Monday, August 25, 2008

Preppin' 101 - Part Two - Short Term Water Supply

Most short term emergencies can last from a few days to as much as two weeks. Periods of time longer than this will require additional preparations and are a topic for the next stage in your preparations. Conventional wisdom states that you should keep at a minimum one gallon of water per person per day. While this amount is better than having none at all, it can leave you in the very dangerous position of having insufficient water needs to meet basic human needs. I personally recommend a minimum of three gallons per day to cover your needs in the three basic areas of drinking, cooking, and sanitation.
This would require that a family of four for a week should store a total of 3 gallons x 4 persons x 7 days = 84 gallons. While this may seem like a lot, it is really a very minimum amount to have stored when you consider the fact that an average person in America today uses approximately 75 to 80 gallons of water per day.

As mentioned in Prepping 101 - Protecting Perishable Food Items you should already have a few gallons of water, frozen in milk jugs that have been cleaned and sanitized. While milk jugs are not very reliable containers for water storage due to their biodegradability, they can be rather long lasting when used as frozen water containers. These should not be included for short term use other than to protect perishable items during a power outage.

Probably the easiest type of container for most people to obtain and use for short term water supply storage are 2 or 3 liter soda bottles. Properly cleaned and sanitized they make excellent containers for short term water needs. They will need to be stored in an area not subject to sunlight which could lead to a failure of the container. Simply fill them from the tap and they are ready to go. I keep several in a door section of my own refrigerator for just such a purpose. This type of storage should be your primary source for drinking water.

The second item I use is the Rubbermaid two gallon water coolers (they are available in larger sizes but can be difficult to carry without help) that many workers (carpenters, construction workers, electricians, etc.) have on their job sites. Remember, water weighs approximately 8.6 pounds per gallon and a five gallon water cooler when full will weigh over 40 pounds and take additional space for storage. I have a two gallon cooler for each of my vehicles and use these as a source for cooking purposes. They offer an easy method of transporting water should a temporary evacuation become necessary, are fairly inexpensive and can be obtained at most of the big box stores.

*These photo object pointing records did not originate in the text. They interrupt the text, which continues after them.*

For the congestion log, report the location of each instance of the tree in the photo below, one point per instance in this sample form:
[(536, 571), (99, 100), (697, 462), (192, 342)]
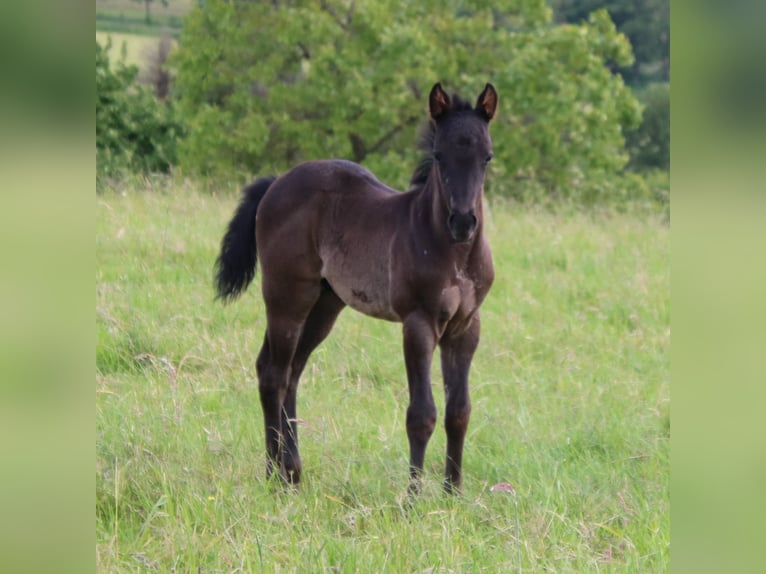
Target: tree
[(264, 85), (646, 23), (134, 131)]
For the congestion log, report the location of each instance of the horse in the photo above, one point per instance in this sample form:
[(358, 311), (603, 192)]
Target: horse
[(328, 235)]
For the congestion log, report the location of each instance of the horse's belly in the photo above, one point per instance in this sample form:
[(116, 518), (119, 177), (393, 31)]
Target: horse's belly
[(367, 290)]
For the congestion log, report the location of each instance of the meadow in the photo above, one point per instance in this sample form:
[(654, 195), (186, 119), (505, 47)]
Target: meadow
[(570, 391)]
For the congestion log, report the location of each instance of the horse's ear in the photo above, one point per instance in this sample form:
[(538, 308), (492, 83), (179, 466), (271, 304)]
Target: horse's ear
[(438, 101), (487, 102)]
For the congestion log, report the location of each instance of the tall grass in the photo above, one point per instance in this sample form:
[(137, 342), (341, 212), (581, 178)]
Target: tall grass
[(570, 391)]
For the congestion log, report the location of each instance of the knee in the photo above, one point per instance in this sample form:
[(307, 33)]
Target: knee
[(421, 421), (456, 418), (272, 381)]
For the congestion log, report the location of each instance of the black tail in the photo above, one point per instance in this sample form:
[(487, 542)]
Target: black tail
[(235, 266)]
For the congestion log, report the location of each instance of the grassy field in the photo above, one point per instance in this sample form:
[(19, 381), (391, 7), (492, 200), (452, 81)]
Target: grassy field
[(570, 391), (136, 47), (129, 16)]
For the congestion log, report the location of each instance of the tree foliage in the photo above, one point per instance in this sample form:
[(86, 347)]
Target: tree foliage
[(134, 131), (649, 144), (646, 23), (264, 85)]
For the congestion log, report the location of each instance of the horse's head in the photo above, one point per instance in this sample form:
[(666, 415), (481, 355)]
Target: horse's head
[(462, 149)]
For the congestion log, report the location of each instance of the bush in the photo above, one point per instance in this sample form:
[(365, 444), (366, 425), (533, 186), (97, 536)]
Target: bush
[(353, 83), (134, 131), (649, 144)]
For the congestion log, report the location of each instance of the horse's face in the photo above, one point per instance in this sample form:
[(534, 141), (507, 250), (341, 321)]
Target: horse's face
[(462, 150)]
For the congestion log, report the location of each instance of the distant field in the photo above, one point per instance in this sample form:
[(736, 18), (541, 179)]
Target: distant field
[(571, 405), (136, 46), (130, 17)]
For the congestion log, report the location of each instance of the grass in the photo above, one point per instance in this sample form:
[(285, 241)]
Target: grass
[(570, 389), (129, 17), (136, 47)]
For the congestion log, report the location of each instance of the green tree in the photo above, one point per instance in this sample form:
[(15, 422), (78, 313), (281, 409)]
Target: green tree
[(649, 144), (646, 23), (264, 85), (134, 131)]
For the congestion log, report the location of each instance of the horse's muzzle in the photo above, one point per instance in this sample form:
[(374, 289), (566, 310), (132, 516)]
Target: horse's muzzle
[(462, 226)]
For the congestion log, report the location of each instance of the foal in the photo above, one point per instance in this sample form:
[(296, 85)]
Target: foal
[(329, 234)]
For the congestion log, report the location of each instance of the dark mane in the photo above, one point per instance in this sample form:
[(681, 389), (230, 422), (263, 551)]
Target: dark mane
[(426, 143)]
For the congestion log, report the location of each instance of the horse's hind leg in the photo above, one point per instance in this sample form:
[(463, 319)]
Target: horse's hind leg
[(287, 307), (315, 330)]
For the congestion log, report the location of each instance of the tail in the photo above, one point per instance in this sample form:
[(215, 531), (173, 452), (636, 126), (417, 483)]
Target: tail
[(235, 266)]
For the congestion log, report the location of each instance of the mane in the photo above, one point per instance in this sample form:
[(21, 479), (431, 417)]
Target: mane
[(426, 143)]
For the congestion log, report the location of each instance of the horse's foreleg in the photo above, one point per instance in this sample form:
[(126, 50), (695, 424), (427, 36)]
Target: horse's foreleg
[(419, 344), (456, 354), (315, 330)]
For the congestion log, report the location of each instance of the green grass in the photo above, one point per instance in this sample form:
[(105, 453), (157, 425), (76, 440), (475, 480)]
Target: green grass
[(570, 391), (136, 47), (129, 17)]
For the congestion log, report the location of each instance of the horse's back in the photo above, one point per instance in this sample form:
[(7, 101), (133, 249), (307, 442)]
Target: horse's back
[(332, 220)]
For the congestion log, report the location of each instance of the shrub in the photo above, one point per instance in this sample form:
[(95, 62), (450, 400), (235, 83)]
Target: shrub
[(135, 132), (649, 144)]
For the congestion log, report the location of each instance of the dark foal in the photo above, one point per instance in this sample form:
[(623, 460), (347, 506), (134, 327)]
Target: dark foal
[(329, 234)]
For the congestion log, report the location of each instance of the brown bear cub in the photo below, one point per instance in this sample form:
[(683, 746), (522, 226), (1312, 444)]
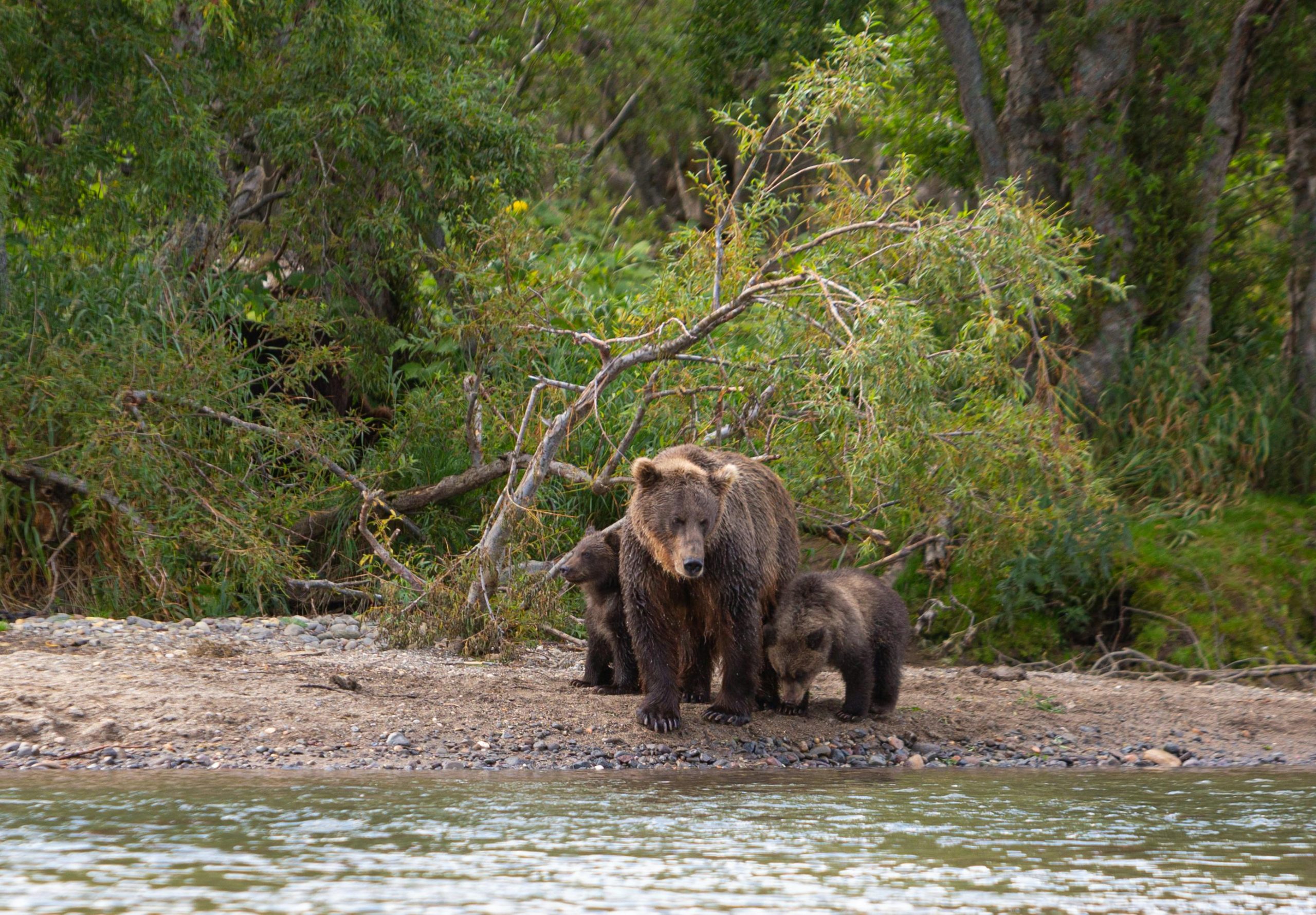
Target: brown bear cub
[(610, 661), (710, 540), (844, 619)]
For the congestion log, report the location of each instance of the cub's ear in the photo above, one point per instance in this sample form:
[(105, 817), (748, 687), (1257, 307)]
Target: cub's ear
[(645, 472), (723, 478)]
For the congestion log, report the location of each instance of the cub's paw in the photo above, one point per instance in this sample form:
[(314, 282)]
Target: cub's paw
[(723, 715), (659, 719)]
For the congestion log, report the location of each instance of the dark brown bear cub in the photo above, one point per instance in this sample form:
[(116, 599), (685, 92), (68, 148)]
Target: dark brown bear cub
[(708, 542), (610, 661), (844, 619)]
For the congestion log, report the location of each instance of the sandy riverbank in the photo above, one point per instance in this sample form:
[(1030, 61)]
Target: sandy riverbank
[(250, 694)]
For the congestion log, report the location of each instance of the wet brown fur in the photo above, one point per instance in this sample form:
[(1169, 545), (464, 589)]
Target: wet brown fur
[(844, 619), (610, 661), (734, 519)]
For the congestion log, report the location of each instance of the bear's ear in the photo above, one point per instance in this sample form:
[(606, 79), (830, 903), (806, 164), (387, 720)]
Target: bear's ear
[(645, 472), (723, 478)]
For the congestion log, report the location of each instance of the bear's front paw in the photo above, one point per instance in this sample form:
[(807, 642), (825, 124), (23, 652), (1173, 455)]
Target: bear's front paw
[(724, 715), (659, 719)]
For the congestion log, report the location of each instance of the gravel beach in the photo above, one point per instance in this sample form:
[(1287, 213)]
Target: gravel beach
[(324, 693)]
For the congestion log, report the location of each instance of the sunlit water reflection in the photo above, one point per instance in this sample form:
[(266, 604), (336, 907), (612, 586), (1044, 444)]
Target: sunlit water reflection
[(1234, 841)]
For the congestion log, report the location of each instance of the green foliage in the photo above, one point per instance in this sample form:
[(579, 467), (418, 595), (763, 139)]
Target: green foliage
[(1237, 586)]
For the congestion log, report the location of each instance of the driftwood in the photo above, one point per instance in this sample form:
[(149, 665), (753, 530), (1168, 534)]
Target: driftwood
[(563, 636), (368, 502), (29, 472)]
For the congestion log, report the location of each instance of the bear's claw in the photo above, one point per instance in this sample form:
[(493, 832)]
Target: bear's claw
[(657, 722), (725, 715)]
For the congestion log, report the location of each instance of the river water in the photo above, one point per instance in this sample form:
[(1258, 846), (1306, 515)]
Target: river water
[(927, 843)]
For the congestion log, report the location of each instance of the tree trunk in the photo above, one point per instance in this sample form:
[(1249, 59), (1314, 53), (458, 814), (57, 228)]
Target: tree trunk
[(1223, 131), (1032, 148), (1094, 153), (1302, 279), (974, 100)]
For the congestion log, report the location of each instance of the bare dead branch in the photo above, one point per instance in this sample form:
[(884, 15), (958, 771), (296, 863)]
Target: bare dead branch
[(31, 472), (264, 202), (368, 502), (142, 397), (474, 419), (325, 585), (628, 110), (560, 634)]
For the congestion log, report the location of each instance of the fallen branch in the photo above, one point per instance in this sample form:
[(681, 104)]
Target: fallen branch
[(611, 131), (264, 202), (899, 554), (81, 486), (325, 585), (369, 500), (560, 634), (135, 398)]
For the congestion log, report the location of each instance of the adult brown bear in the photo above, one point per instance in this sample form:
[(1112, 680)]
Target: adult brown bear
[(711, 539)]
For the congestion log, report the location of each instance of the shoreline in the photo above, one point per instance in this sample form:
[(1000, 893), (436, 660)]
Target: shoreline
[(261, 694)]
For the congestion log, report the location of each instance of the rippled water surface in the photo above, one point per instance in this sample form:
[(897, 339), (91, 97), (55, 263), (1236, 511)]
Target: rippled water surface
[(1236, 841)]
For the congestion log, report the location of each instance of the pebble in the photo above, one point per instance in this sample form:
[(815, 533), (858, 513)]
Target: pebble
[(1161, 758)]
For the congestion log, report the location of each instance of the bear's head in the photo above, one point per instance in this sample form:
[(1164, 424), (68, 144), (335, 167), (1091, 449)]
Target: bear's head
[(594, 559), (798, 641), (675, 509)]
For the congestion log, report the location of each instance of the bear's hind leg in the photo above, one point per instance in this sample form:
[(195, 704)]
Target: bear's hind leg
[(857, 674), (886, 684)]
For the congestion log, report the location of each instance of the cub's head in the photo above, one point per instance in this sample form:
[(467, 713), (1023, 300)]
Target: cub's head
[(798, 641), (594, 559), (675, 509)]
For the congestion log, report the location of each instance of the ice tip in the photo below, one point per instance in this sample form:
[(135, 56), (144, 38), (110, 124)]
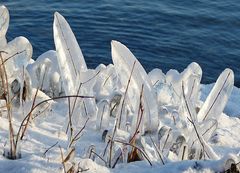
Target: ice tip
[(3, 7), (57, 14)]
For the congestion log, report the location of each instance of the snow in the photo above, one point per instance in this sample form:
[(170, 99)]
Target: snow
[(167, 140)]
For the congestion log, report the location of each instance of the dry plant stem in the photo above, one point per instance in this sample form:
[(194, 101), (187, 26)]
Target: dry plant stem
[(102, 116), (192, 88), (228, 170), (165, 142), (140, 116), (75, 99), (192, 121), (216, 97), (139, 149), (70, 119), (111, 143), (9, 111), (42, 102), (158, 152), (125, 94), (204, 133), (49, 149), (25, 126), (62, 159), (99, 157), (11, 56), (76, 137)]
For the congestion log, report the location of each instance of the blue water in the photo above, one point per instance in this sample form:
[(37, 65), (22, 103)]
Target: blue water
[(164, 34)]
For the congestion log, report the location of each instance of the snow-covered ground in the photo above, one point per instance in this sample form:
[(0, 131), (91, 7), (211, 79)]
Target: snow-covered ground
[(45, 133), (115, 118)]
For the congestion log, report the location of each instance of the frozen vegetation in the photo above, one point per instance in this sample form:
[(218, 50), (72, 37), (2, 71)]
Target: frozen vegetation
[(57, 115)]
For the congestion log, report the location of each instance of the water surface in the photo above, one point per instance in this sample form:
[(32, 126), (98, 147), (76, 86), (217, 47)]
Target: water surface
[(162, 34)]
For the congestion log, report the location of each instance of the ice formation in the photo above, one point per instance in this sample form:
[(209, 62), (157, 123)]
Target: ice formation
[(153, 117)]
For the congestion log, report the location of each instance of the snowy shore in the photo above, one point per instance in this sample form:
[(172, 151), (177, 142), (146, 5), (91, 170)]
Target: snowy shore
[(59, 116)]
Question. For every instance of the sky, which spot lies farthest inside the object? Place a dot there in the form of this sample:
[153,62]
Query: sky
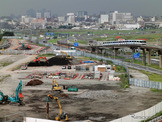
[61,7]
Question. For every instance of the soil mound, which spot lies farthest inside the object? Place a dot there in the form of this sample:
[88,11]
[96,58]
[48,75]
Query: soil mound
[34,82]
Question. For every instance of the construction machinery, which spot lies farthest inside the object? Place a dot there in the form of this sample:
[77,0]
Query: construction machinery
[38,59]
[24,67]
[62,115]
[67,56]
[4,98]
[17,99]
[55,86]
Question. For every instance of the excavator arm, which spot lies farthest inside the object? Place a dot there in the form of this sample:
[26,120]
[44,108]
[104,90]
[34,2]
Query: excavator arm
[3,98]
[19,96]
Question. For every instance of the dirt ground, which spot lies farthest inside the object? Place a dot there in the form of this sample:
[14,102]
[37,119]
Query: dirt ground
[99,102]
[96,100]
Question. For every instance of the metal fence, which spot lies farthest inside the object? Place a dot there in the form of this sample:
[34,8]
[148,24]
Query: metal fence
[146,84]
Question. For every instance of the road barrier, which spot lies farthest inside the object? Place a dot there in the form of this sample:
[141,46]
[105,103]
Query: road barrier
[142,115]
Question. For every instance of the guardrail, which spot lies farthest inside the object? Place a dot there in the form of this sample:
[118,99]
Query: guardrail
[142,115]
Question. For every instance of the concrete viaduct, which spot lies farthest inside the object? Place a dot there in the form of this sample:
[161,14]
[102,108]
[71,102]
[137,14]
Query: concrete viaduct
[144,48]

The third item I use are the Reliance 6 gallon water storage containers. I have several of these and each container will supply enough water for one person for two days. I keep these mainly to meet sanitation needs and also as an additional supply for drinking and cooking purposes. This is water storage for needs in excess of 3 to 5 days and will cover short term water needs for an extended period.

The fourth item I use is a 30 gallon plastic barrel (food grade) and is maintained strictly for sanitation purposes for emergencies of longer duration. This I keep stored in my garage. I do not intend to use this for drinking and cooking purposes except in an absolute emergency.

Start small and work your way up until you have a sufficient short term water supply to cover your needs in a minor emergency. Take the first step and the next one will be easier as you continue in your preparations.
Staying above the water line!


Sam said...

Excellent. I like your more practical 3 gallons per person at home.

If "bugging in", there is also the water in the water heater, though it needs to be filtered for sediment (probably through a clean T-shirt is enough).

riverwalker said...

To: sam
I can't see where a gallon a day will be sufficient. It will take a little more work to have enogh on hand but it's better to have too much than to run out at a critical time.

The amount in the water heater I personally leave out of my regular storage to give me a safety factor for additional family members or friends that may be at my location.

I hate to go against government recommendations of 1 gallon per person per day but I can't see where people who use an average of 70 to 80 gallons every day will all of a sudden will be able to get by on ONE? No way! Thanks sam.